There are a number of factors across the continent that make women and children most vulnerable to the menace currently challenging some African localities and states.
From the Sahel and Northern Nigeria in West Africa; to Southern Somalia in the east; and Cabo Delgado in Southern Africa, sedentary life in rural Africa is anchored by women.
Farming activities in these regions have women as major players, and are therefore ordinarily less likely to migrate . Thus, activities of terror groups make women an overwhelming majority of internally displaced persons, IDPs. Getting displaced comes with concomitant vulnerabilities as women and children get exploited.
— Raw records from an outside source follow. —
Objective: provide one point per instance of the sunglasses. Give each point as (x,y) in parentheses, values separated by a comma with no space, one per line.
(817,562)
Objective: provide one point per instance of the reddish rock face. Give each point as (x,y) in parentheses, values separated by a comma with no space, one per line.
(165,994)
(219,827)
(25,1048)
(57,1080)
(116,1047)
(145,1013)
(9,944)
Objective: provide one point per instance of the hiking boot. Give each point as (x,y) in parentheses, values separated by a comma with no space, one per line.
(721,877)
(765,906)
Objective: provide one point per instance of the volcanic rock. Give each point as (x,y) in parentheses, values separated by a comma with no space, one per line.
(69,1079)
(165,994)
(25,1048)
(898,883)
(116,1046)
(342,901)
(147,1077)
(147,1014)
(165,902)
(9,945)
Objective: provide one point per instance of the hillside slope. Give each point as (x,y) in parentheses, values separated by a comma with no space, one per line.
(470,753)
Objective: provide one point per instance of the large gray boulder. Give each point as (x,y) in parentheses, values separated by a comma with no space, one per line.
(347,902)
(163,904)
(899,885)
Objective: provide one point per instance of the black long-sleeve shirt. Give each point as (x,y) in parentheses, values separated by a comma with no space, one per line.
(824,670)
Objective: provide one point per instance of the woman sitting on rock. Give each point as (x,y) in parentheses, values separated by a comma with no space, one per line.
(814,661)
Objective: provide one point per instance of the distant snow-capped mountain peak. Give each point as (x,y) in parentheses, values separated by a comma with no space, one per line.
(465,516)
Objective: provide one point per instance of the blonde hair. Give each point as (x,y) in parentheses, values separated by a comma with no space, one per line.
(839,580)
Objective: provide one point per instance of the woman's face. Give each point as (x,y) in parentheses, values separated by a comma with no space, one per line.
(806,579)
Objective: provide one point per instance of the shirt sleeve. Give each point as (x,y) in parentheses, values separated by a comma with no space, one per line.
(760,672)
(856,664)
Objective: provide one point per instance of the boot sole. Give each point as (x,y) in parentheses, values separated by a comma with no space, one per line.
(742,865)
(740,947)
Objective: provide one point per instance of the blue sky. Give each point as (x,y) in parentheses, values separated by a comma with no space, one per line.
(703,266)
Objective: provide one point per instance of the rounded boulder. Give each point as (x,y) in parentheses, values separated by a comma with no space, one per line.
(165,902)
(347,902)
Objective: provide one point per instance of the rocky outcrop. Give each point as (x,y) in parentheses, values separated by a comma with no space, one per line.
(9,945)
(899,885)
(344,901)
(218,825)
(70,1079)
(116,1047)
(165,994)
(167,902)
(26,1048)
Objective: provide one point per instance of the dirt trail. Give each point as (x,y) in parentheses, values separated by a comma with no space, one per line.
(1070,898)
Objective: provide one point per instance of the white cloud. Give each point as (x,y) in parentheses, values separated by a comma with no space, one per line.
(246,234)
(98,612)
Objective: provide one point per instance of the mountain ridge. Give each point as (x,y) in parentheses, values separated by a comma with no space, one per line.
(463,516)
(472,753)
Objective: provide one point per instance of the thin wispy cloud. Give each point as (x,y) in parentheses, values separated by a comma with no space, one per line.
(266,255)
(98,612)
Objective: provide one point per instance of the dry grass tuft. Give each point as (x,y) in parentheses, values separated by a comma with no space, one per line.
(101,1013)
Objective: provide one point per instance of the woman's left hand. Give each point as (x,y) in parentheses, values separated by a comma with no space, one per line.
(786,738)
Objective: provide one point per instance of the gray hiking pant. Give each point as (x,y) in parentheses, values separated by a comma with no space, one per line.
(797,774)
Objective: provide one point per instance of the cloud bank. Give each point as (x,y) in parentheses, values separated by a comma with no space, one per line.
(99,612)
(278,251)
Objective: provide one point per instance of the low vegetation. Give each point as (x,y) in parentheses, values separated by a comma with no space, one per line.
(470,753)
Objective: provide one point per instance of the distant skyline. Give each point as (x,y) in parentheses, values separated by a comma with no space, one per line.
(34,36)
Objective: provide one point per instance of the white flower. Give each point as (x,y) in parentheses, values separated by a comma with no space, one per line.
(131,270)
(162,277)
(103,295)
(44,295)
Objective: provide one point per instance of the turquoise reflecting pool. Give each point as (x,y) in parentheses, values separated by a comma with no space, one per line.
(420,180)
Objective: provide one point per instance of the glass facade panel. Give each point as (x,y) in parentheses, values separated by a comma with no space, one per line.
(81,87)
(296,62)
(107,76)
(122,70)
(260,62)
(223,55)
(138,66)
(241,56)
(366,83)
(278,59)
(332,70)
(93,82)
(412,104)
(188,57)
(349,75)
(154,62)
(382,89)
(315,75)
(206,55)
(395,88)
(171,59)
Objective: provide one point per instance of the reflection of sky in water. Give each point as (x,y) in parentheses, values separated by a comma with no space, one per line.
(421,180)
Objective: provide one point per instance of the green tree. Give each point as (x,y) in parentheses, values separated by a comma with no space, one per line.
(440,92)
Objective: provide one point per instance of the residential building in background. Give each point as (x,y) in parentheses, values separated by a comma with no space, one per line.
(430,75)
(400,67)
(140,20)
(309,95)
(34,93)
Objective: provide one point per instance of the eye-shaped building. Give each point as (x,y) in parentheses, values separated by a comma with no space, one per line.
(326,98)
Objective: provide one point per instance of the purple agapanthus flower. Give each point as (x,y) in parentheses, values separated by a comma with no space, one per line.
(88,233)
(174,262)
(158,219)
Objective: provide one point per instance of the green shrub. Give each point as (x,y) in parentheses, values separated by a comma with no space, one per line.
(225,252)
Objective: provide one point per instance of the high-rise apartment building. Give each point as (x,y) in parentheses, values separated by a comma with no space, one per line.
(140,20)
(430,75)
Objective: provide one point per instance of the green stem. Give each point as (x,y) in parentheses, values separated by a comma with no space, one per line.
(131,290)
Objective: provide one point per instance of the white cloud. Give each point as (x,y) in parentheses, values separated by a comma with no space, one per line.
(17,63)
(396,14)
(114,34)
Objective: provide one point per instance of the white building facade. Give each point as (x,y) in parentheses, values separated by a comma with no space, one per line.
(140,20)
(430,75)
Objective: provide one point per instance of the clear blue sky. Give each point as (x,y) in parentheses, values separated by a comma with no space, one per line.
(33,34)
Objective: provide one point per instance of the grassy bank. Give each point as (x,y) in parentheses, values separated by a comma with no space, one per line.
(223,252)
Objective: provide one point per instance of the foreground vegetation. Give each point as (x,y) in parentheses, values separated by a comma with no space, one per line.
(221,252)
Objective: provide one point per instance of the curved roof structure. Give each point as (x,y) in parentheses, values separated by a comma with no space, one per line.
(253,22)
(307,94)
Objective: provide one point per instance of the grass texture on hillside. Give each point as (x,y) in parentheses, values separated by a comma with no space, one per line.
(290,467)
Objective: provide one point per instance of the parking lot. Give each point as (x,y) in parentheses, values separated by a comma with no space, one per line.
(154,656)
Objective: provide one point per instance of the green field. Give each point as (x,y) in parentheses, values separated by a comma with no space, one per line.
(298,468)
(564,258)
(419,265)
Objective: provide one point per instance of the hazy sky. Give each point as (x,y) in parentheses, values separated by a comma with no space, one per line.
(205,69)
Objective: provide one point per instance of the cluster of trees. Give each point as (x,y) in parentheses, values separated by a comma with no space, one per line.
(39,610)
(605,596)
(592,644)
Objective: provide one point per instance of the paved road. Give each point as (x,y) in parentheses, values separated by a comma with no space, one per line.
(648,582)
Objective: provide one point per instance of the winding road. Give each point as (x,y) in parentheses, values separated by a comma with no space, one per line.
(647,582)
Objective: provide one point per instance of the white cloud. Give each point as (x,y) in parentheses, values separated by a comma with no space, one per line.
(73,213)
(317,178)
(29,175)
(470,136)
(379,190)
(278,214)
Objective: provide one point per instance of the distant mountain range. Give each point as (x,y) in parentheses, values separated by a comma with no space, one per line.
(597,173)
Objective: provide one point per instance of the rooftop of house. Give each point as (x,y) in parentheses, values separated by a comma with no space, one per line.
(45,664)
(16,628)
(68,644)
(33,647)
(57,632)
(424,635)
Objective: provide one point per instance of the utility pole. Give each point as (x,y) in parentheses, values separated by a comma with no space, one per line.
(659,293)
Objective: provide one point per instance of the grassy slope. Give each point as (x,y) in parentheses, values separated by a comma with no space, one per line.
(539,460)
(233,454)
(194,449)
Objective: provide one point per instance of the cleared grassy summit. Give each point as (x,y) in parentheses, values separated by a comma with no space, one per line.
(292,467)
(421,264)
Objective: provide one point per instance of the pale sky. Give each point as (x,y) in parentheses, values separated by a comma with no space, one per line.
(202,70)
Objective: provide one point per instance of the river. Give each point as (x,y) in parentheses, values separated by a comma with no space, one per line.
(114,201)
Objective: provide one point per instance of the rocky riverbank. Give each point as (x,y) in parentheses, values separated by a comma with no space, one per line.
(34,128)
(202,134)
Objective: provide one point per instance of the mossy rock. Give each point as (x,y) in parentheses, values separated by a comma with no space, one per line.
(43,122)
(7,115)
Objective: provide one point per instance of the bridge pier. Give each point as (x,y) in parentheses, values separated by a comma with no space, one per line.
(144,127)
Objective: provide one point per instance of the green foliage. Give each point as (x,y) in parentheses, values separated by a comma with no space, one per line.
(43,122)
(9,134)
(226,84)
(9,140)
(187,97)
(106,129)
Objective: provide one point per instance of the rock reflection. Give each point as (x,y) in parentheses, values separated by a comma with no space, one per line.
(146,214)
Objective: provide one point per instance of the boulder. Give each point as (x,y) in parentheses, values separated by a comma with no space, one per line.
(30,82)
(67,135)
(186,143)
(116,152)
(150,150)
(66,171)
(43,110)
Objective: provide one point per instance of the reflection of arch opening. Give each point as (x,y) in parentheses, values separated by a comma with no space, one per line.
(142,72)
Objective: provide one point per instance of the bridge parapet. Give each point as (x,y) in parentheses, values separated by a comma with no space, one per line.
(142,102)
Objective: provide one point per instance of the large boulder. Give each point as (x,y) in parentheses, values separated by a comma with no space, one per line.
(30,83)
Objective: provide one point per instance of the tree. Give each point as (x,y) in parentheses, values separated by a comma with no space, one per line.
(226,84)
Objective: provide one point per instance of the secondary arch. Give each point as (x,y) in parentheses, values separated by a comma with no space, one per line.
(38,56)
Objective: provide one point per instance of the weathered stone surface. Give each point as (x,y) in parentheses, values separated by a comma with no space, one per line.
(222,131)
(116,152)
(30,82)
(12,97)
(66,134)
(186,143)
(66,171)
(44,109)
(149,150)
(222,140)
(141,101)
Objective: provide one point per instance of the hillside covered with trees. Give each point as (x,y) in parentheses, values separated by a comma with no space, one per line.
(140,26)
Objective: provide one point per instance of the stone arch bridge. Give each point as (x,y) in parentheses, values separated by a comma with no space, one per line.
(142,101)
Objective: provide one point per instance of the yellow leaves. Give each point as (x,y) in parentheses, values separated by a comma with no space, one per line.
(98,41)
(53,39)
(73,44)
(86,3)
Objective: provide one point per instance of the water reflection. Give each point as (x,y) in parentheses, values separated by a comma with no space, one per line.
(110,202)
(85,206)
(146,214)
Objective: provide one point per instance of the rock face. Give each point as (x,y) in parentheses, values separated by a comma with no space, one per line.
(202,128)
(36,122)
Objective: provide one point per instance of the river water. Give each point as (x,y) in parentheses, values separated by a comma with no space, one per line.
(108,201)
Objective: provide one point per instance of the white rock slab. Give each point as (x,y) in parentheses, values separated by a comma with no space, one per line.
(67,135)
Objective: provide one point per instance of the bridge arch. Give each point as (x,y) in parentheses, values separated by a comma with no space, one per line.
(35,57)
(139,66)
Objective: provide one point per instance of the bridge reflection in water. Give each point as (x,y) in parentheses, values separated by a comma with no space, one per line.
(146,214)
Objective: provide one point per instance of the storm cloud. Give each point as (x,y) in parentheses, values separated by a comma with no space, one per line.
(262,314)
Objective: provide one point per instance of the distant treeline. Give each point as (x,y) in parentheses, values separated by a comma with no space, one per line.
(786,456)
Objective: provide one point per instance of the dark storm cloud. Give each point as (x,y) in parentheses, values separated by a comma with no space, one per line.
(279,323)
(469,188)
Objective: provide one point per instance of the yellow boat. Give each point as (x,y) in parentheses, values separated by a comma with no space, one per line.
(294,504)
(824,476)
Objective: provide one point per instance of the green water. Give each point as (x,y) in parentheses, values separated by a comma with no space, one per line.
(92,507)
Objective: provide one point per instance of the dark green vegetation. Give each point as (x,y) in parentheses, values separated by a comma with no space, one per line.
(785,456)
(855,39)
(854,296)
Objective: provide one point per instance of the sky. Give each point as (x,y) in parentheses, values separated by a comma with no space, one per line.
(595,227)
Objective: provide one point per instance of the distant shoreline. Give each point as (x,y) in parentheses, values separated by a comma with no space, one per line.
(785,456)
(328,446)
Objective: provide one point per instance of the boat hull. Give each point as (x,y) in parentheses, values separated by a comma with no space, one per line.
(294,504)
In rural places where terror activities are getting entrenched, the educationof the girl child is instantly threatened or truncated. Sometimes, these emanate from the extremist ideological disposition of terror groups. It is also a result of the presence of violence that makes it impossible for children to go to school. In Cabo Delgado, children young as 11 are reported to have been beheaded by ISIS affiliates in the province.
Where women and children decide to stay in terror infested localities, they become convenient human shields to terror groups. For this reason, many women and children have become “collateral damage” in the fight against terrorism.
Cases of enslavement, forced marriage and rape have been reported in places where terror groups have operated. In Nigeria, the “Chibok Girls” who were kidnapped by Boko Haram extremists were subsequently forced into marriage with extremists. The psychological trauma and life long mental health issues that follow such ordeals are rarely accounted for. Even after extremists are dislodged from these areas, the processes leading to a return to normalcy are often not inclusive enough with regard to women. Most of these societies that are patriarchal are not gender sensitive.
There are many protocols—both continental and regional—that seek to protect women and children during crisis. The reality, however, is that not much is seen on the ground with respect to their implementation and efficacyin terror infested geographies.
While states fight terrorism, there is the need and responsibility to have early warning and relief systems that cater for African women and children. These would need both local and international support and coordination.